Il y a quelques années, j’ai écrit un roman de science-fiction postapocalyptique sur le thème de la survie en milieu aquatique. À l’époque, ceux à qui j’en parlais me demandaient si j’avais vu le film « Waterworld » (un film sorti en 1995 avec Kevin Costner), dont l’action se déroule également sur Terre, une terre dont les pôles ont fondu et qui se est recouverte par les eaux.
À l’époque, je répondais invariablement à mes proches « Non, je ne veux pas visionner ce film, j’ai trop peur qu’il m’influence et qu’il influence mon écriture ». Car voyez-vous e voulais à tout pris être originale.
J’ai terminé l’écriture de mon roman.
Et aujourd’hui, j’ai enfin visionné le film.
Je dois dire que j’ai été très intéressée par le traitement du thème de ce film. Il est en effet très similaire au thème de mon roman, même si ma propre oeuvre ne se déroule pas sur un monde entièrement recouvert d’eau. (« Seulement » 70 % des terres sont immergées)
C’est alors qu’une réflexion m’est venue, traitant de l’inspiration.
Comme vous avez peut-être dû le lire ou l’entendre, les créateurs de fiction s’accordent à dire qu’il existe peu de thèmes à traiter en fiction, que tous les grands thèmes, tels que l’amour, la mort, la vengeance, la liberté, ont déjà été traités un nombre incalculable de fois par les écrivains, les dramaturges, les cinéastes, bref, les auteurs de fiction.
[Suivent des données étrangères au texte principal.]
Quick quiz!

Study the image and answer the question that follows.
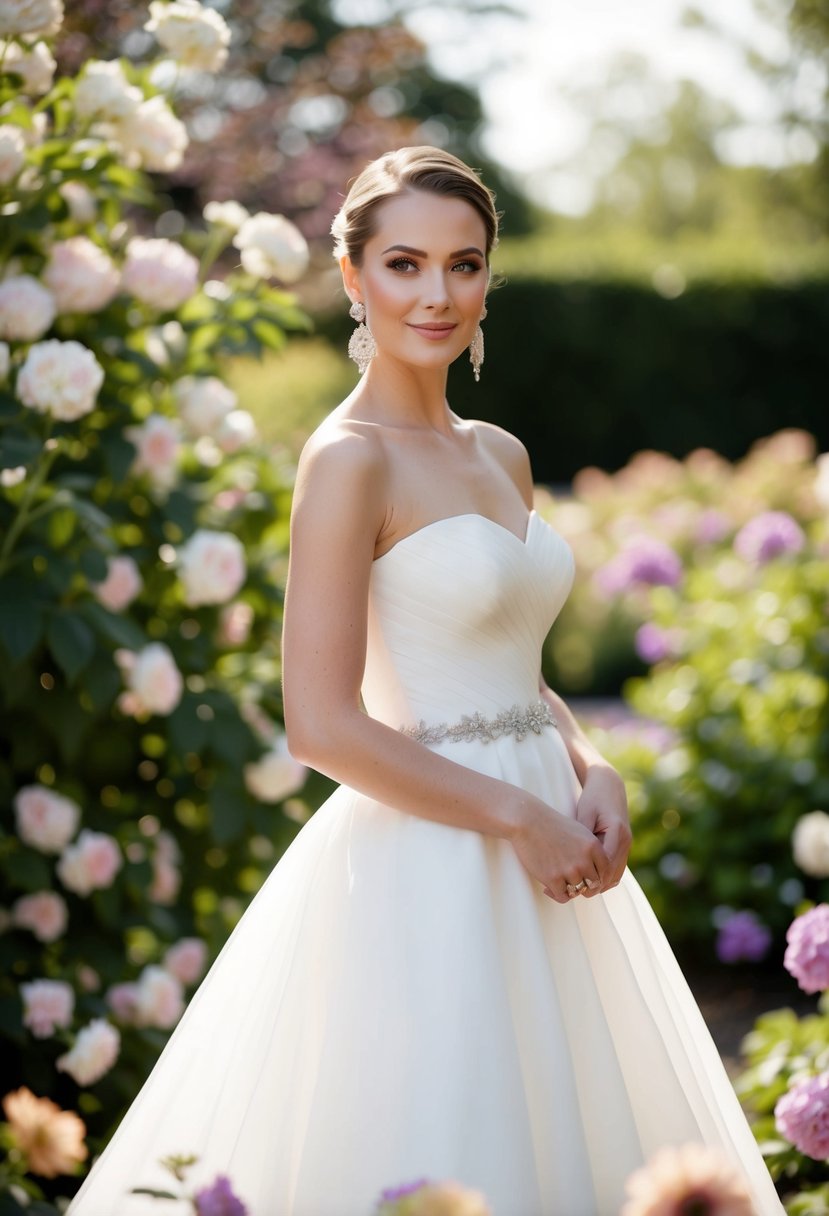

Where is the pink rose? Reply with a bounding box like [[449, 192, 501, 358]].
[[21, 980, 75, 1038], [44, 236, 120, 313], [15, 786, 80, 852], [164, 938, 207, 984], [55, 1018, 120, 1085], [115, 642, 184, 717], [0, 275, 57, 342], [56, 828, 124, 895], [91, 553, 143, 612], [11, 891, 69, 941], [177, 528, 248, 608], [135, 966, 185, 1030], [122, 236, 198, 311]]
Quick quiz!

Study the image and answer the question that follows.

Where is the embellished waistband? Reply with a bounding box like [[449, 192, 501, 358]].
[[399, 700, 558, 743]]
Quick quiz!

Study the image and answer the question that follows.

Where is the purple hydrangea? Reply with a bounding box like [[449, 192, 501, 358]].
[[597, 536, 682, 595], [193, 1173, 248, 1216], [716, 911, 772, 963], [774, 1071, 829, 1161], [734, 511, 806, 564], [783, 903, 829, 992]]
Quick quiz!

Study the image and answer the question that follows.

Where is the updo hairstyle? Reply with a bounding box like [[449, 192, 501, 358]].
[[331, 145, 498, 266]]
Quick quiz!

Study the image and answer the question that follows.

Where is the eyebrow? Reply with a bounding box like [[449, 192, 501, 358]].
[[380, 244, 484, 258]]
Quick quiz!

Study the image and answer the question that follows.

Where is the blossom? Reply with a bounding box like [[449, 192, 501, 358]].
[[74, 60, 143, 122], [244, 733, 306, 803], [734, 511, 806, 564], [115, 642, 184, 716], [44, 236, 120, 313], [233, 212, 309, 283], [0, 123, 26, 186], [132, 964, 185, 1030], [173, 376, 237, 435], [55, 828, 124, 895], [2, 1086, 89, 1178], [0, 40, 57, 97], [11, 891, 69, 941], [124, 413, 181, 491], [177, 528, 248, 608], [15, 786, 80, 852], [122, 236, 198, 311], [791, 811, 829, 878], [783, 903, 829, 992], [143, 0, 230, 72], [0, 0, 63, 38], [113, 94, 192, 173], [620, 1144, 754, 1216], [0, 273, 57, 342], [21, 980, 75, 1038], [17, 338, 103, 422], [716, 911, 772, 963], [774, 1071, 829, 1161], [193, 1173, 248, 1216], [164, 938, 207, 984], [55, 1018, 120, 1085]]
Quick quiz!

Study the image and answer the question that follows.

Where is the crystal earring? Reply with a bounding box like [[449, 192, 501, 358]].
[[349, 300, 377, 376], [469, 306, 486, 383]]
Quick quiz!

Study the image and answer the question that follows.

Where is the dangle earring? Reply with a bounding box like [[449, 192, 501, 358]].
[[469, 305, 486, 383], [349, 300, 377, 376]]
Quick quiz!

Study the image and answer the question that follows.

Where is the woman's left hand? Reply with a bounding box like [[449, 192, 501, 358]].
[[576, 764, 632, 896]]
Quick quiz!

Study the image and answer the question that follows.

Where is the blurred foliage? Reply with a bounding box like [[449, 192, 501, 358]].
[[56, 0, 529, 244]]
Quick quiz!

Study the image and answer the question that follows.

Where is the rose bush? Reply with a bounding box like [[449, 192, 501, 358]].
[[0, 0, 322, 1210]]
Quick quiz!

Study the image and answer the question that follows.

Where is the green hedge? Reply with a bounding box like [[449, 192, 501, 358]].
[[317, 277, 829, 484]]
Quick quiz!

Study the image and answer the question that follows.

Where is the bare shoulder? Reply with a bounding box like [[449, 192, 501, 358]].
[[472, 421, 532, 503]]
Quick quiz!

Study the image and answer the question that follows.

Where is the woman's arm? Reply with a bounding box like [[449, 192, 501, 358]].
[[283, 423, 609, 903]]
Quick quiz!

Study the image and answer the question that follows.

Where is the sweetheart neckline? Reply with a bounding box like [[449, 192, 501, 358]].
[[372, 507, 538, 565]]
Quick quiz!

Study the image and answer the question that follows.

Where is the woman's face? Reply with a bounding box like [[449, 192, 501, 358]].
[[343, 190, 489, 368]]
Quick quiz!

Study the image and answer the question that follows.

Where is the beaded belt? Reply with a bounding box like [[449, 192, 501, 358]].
[[399, 700, 558, 743]]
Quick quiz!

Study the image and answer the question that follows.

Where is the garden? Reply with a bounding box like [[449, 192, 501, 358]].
[[0, 0, 829, 1216]]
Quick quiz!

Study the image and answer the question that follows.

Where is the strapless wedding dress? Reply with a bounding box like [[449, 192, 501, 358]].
[[69, 513, 783, 1216]]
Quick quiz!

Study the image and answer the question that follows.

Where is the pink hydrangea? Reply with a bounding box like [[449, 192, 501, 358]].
[[774, 1071, 829, 1161], [783, 903, 829, 992]]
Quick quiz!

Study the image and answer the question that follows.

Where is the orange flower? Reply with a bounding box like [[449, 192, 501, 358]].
[[620, 1144, 754, 1216], [2, 1088, 89, 1178]]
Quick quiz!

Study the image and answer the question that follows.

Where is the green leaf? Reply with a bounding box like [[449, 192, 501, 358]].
[[46, 612, 95, 683]]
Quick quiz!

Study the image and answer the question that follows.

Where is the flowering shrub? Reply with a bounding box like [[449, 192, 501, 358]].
[[0, 0, 316, 1212]]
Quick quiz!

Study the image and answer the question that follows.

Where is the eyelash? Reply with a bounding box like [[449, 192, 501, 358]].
[[387, 258, 480, 274]]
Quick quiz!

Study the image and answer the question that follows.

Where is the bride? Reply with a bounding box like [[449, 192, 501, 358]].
[[69, 147, 783, 1216]]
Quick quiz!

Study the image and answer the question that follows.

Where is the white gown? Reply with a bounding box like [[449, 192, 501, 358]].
[[69, 513, 783, 1216]]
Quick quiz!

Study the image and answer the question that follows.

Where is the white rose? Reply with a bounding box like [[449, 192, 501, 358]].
[[0, 38, 57, 97], [0, 123, 26, 186], [791, 811, 829, 878], [173, 376, 237, 435], [44, 236, 120, 313], [143, 0, 230, 72], [113, 94, 190, 173], [75, 60, 143, 122], [124, 413, 181, 490], [233, 212, 309, 283], [244, 734, 306, 803], [0, 0, 63, 38], [202, 199, 250, 232], [55, 1018, 120, 1085], [122, 236, 198, 311], [115, 642, 184, 715], [17, 338, 103, 422], [0, 275, 57, 342], [177, 528, 247, 608]]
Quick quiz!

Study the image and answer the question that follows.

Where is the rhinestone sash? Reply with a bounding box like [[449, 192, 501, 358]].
[[399, 700, 558, 744]]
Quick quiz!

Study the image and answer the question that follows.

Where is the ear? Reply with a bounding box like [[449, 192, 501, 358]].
[[339, 253, 362, 302]]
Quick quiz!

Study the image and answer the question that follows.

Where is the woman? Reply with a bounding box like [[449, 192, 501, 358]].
[[69, 147, 782, 1216]]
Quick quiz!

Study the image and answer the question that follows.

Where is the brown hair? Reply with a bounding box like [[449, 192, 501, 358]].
[[331, 145, 498, 266]]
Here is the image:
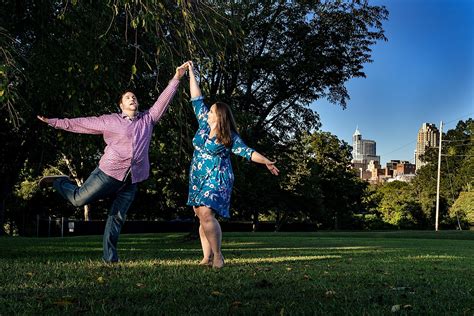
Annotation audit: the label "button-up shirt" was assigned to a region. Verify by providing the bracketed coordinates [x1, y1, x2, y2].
[48, 79, 179, 183]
Donc, au fur et à mesure que j’avançais dans le film, je me suis demandé comment, moi, j’avais traité mon sujet de la Terre envahie par les eaux par rapport aux auteurs du film.
Et j’ai été très étonnée.

Originale, vous avez dit originale?

Alors que je n’avais aucune information sur le film au moment de l’écriture d’Au-delà de l’Horizon, j’ai retrouvé énormément de thématiques, de détails et d’idées similaires entre les deux œuvres.
Par exemple :
• Les deux œuvres sont à la recherche d’une Terre promise. Elle prend la forme d’une île avec de la vraie « terre » où poser ses pieds dans Waterworld, alors que dans mon roman, elle se situe sur une planète inconnue. Mais dans les deux cas, il s’agit bien d’un endroit où vivre, et si possible, vivre mieux.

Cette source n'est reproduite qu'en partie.